Shared research artifacts and workflows in the Collective Knowledge format (CK) to unify installation and execution of SLAMBench algorithms from the EPSRC Pamela project across diverse hardware, environments and data sets, perform SW/HW co-design, crowdsource and reproduce experiments.
The vision publication about how Collective Knowledge can assist scientists to develop sustainable research software and help research projects to survive in a Cambrian AI/SW/HW chaos or when leading developers leave:
@inproceedings{ck-date16,
title = {{Collective Knowledge}: towards {R\&D} sustainability},
author = {Fursin, Grigori and Lokhmotov, Anton and Plowman, Ed},
booktitle = {Proceedings of the Conference on Design, Automation and Test in Europe (DATE'16)},
year = {2016},
month = {March},
url = {https://www.researchgate.net/publication/304010295_Collective_Knowledge_Towards_RD_Sustainability}
}
The non-profit cTuning foundation (France) and dividiti Ltd (UK/US) help academic and industrial projects to use Collective Knowledge framework (CK) and implement sustainable and portable research software, share artifacts and workflows as reusable and customizable components, crowdsource and reproduce experiments, enable collaborative AI/SW/HW co-design from IoT to supercomputers to trade-off speed, accuracy, energy, size and costs, accelerate knowledge discovery, and facilitate technology transfer. Contact them for further details.

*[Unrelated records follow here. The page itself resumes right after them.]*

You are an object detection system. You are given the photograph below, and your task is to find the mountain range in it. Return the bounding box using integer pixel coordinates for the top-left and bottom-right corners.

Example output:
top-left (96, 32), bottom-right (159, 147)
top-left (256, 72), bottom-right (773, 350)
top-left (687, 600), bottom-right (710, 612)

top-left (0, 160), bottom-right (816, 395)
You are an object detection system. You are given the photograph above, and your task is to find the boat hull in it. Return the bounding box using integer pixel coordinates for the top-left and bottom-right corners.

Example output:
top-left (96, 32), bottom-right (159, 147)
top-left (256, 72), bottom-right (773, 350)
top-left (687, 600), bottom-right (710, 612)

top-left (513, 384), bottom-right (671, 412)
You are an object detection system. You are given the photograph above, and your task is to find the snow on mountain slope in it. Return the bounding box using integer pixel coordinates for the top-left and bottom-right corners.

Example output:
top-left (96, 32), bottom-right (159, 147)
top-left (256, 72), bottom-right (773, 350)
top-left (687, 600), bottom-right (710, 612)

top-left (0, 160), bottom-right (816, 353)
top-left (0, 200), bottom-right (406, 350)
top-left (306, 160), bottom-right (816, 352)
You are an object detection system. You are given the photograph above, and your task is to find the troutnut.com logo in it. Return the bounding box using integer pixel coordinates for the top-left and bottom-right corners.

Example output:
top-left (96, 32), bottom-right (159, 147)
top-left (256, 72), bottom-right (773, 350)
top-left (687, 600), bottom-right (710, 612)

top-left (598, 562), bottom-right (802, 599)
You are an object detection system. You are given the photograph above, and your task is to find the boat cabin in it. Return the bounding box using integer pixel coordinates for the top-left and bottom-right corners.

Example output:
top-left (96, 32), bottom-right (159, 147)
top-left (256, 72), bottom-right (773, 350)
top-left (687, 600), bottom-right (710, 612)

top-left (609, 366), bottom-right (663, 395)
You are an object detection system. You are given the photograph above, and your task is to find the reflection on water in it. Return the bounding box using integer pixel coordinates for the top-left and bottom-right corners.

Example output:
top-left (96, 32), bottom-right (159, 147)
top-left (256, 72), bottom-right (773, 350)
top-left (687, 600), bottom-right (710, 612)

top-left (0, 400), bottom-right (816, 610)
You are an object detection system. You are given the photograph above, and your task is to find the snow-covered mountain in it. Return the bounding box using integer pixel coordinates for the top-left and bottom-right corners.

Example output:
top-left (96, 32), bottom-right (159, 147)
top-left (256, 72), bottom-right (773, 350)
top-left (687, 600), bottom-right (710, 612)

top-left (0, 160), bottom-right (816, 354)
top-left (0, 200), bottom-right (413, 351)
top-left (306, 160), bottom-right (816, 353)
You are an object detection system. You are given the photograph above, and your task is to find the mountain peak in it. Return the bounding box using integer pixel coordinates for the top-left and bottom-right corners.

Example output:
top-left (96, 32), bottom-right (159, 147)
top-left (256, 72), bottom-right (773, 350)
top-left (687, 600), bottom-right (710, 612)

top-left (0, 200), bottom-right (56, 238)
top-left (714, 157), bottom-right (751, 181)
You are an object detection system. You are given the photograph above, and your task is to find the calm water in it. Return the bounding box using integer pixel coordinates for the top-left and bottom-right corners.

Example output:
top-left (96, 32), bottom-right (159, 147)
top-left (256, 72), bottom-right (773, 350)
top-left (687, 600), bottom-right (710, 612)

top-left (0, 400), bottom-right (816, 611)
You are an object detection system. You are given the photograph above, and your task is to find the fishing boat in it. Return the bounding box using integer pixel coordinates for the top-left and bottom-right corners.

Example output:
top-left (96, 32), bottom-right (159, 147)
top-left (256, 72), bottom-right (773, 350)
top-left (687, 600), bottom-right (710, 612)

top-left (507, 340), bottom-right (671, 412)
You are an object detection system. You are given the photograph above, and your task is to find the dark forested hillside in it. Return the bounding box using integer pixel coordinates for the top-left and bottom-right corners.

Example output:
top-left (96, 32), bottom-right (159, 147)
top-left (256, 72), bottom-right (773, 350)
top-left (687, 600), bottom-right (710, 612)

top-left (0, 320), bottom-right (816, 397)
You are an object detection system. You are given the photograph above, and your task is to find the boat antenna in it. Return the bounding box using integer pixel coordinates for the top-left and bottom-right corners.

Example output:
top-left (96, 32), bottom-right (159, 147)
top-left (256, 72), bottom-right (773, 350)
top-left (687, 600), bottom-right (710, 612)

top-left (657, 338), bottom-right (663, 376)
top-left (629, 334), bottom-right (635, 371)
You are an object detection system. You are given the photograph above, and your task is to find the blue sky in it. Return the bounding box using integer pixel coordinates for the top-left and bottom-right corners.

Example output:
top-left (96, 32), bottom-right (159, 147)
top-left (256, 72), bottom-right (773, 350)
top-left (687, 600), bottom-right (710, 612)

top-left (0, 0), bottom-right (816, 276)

The minimal installation requires:
- Python 2.7 or 3.3+ (limitation is mainly due to unitests)
- Git command line client.
You can install CK in your local user space as follows:
$ git clone http://github.com/ctuning/ck
$ export PATH=$PWD/ck/bin:$PATH
$ export PYTHONPATH=$PWD/ck:$PYTHONPATH
You can also install CK via PIP with sudo to avoid setting up environment variables yourself:
$ sudo pip install ck
First you need to download and install a few dependencies from the following sites:
- Git: https://git-for-windows.github.io
- Minimal Python: https://www.python.org/downloads/windows
You can then install CK as follows:
$ pip install ck
or
$ git clone https://github.com/ctuning/ck.git ck-master
$ set PATH={CURRENT PATH}\ck-master\bin;%PATH%
$ set PYTHONPATH={CURRENT PATH}\ck-master;%PYTHONPATH%
$ ck pull repo:reproduce-pamela-project
$ ck pull repo:reproduce-pamela-project-small-dataset
To obtain very large data set (4Gb), download it as zip from our shared Google drive:
* https://drive.google.com/open?id=0B-wXENVfIO82S0lMQUZfVDVmc2c
and then install it via
$ ck add repo:reproduce-pamela-project-large-files --zip=ck-reproduce-pamela-2015-large-dataset.zip --quiet
$ ck compile program:slambench-1.1-cpu
$ ck run program:slambench-1.1-cpu
$ ck compile program:slambench-1.1-cpu-openmp
$ ck run program:slambench-1.1-cpu-openmp
$ ck compile program:slambench-1.1-cuda
$ ck run program:slambench-1.1-cuda
$ ck compile program:slambench-1.1-opencl
$ ck run program:slambench-1.1-opencl
$ ck compile program:slambench-1.1-opencl --target_os=android21-arm64
$ ck run program:slambench-1.1-opencl-dragon-board --target_os=android21-arm64
CK should automatically install missing dependencies, build SLAM and run it with plugged in data sets.